Despite all the chest pounding, Syria doesn't want a war
| Damascus, Syria
The Syrian capital is a soft city, filled with gardens and fountains, strollers and shoppers. They offer a sharp contrast to the daily headlines in Syria's state-run news media warning of imminent war with Israel.
For weeks newspapers in both Israel and Syria have been reporting troop buildups by the other side in Lebanon's Bekaa Valley, where they face each other at distances of as little as 200 yards. Israel has emphasized the Soviet rearming and retraining of the Syrian armed forces as well as the introduction into Syria of SAM-5 long-range surface-to-air missiles.
But Western analysts here do not believe the Syrians are preparing for an immediate conflict. ''The Syrians don't want to start a war,'' a Western diplomat said bluntly, ''nor do their Soviet allies, who feel it is too dangerous to play with these weapons.''
Senior Israeli officials, on the other hand, insist Israel does not want to initiate a war, but they do not rule out the possibility of a future conflict.
Israeli Defense Minister Moshe Arens said oZ Sunday that Syria was clearly ''getting ready'' for a future war with Israel, citing Syria's demands in weapons discussions with the Soviet Union for complete ''parity'' with Israel as an indication that the Syrians were moving in that direction. Israeli Chief of Staff Moshe Levy said that ''direct fighting with the Syrian Army on all fronts'' was ''a real possibility.''
Syrian officials are convinced that Israel, backed by the United States, will inevitably start a war if Syria turns down a US-sponsored agreement on Israeli troop withdrawals.
In the Syrian capital there is little sign of war fever. Restaurants and shops are full, cafes jammed in the evening. Wedding processions honk gaily through the streets on Friday nights. Although some merchants and intellectuals ask visitors if they think war is imminent, few seem to take it too seriously.
Despite rumors of hoarding and of military call-ups, well-connected Western diplomats say they have seen few signs of either. ''If they were storing extra flour in a big way, we would have to know,'' said a source from a grain-exporting country, ''and we haven't seen it.''
Why then the outcry in the Syrian media?
''The Syrian leadership believes Israel is expansionist and can't be stopped by peaceful means so they think war will happen sometime in the next few months, '' explained a diplomatic analyst in Damascus. ''By warning wildly they might postpone the day.''
Another analyst added, ''They want to be ready if anything happens. Anyway, the heightened tension makes Syria more important in the Arab world and strengthens President Assad's reputation as the 'steadfast president.' ''
Syrian officials insist they have no intention of attacking Israel - for now. In private, they admit that even with new Soviet arms, Syria would lose.

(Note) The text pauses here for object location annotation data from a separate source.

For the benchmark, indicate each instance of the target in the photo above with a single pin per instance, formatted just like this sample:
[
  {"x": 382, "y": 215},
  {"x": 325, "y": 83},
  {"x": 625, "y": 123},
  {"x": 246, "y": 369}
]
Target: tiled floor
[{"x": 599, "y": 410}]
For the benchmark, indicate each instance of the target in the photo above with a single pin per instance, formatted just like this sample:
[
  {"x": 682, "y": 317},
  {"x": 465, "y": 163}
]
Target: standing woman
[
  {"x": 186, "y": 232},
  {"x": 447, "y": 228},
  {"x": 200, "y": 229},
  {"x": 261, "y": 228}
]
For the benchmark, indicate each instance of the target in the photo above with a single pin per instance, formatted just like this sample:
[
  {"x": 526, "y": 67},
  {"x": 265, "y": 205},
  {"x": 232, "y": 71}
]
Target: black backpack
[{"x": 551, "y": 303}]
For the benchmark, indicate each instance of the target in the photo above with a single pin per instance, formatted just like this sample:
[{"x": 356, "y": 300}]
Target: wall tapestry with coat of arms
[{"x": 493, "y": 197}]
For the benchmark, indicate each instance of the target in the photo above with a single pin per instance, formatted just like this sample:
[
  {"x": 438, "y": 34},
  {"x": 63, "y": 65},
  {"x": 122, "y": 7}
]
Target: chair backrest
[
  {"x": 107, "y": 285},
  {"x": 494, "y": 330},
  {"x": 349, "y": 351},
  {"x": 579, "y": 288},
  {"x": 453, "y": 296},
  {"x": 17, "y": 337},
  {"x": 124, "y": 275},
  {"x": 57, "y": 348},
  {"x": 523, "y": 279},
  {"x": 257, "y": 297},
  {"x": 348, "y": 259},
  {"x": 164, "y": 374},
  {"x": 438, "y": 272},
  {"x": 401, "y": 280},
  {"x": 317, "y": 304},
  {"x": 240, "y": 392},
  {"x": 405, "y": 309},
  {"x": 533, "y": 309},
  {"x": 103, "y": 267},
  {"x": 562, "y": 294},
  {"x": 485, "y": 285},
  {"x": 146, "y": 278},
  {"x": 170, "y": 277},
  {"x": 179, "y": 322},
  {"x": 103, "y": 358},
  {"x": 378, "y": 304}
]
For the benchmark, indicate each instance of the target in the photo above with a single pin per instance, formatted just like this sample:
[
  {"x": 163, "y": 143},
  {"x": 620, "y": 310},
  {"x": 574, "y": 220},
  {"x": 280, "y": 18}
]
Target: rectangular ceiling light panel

''Syria is not in a position now to launch an attack on Israel or on US interests,'' a senior official of the ruling Baath Party says. ''That does not mean that Syria is not preparing for the future when it is strong enough,'' he adds. But he notes that for the near future, Syria is ''in a defensive position.''
However, Syrian officials say they are willing to risk the Israeli attack they are sure is forthcoming, and they believe it will be far more costly for Israel than were Israel's battles with Syria last summer.
Much of the optimism is based on the Soviet Union's revamping of Syrian air defenses, but it is equally based on Syria's belief that their ground forces will offer Israel a tough challange.
''Any Israeli aggression would serve our long-term objectives,'' says Muhammad Haydar, head of the foreign relations bureau of the Baath Party. ''We believe that although we cannot achieve full military victory, we can inflict considerable losses and protract the period of the war.''
Analysts here doubt that Syria would be interested in provoking a limited war because they believe it would be hard to keep under control. To protect its Air Force, Israel would have to try to take out Syrian missile batteries, presumably including the Russian-manned SAM-5 sites inside Syria, creating a risk of an East-West conflict.
Moreover, there is no firm assessment among analysts of the extent of the Soviet commitment to assist Syria militarily. It is believed that the Soviets would provide aid if Syria proper were attacked. But it is unclear whether this would mean only air defenses or more extensive aid such as ground forces, which many analysts consider unlikely.
It is also unclear whether the Soviet Union would use the SAM-5 missiles in a battle limited to the Bekaa. This raises the question of who will make the final decision on use of the SAM-5s: the Syrians (who insist they have the say) or the Soviets who man them.
However, should the draft agreement between Israel and Lebanon not be implemented and Israeli troops remain in the Bekaa, analysts worry that a conflict could be sparked unintentionally or by Israeli retaliation against PLO or Lebanese infiltrators whom Syria allows to cross through its lines.
Even if Israeli troops withdraw unilaterally to 45 kilometers from Israel's northern border - a much-discussed option if Syria keeps its troops in Lebanon - Syrian and Israeli soldiers would still be facing each other in Lebanon's Bekaa Valley.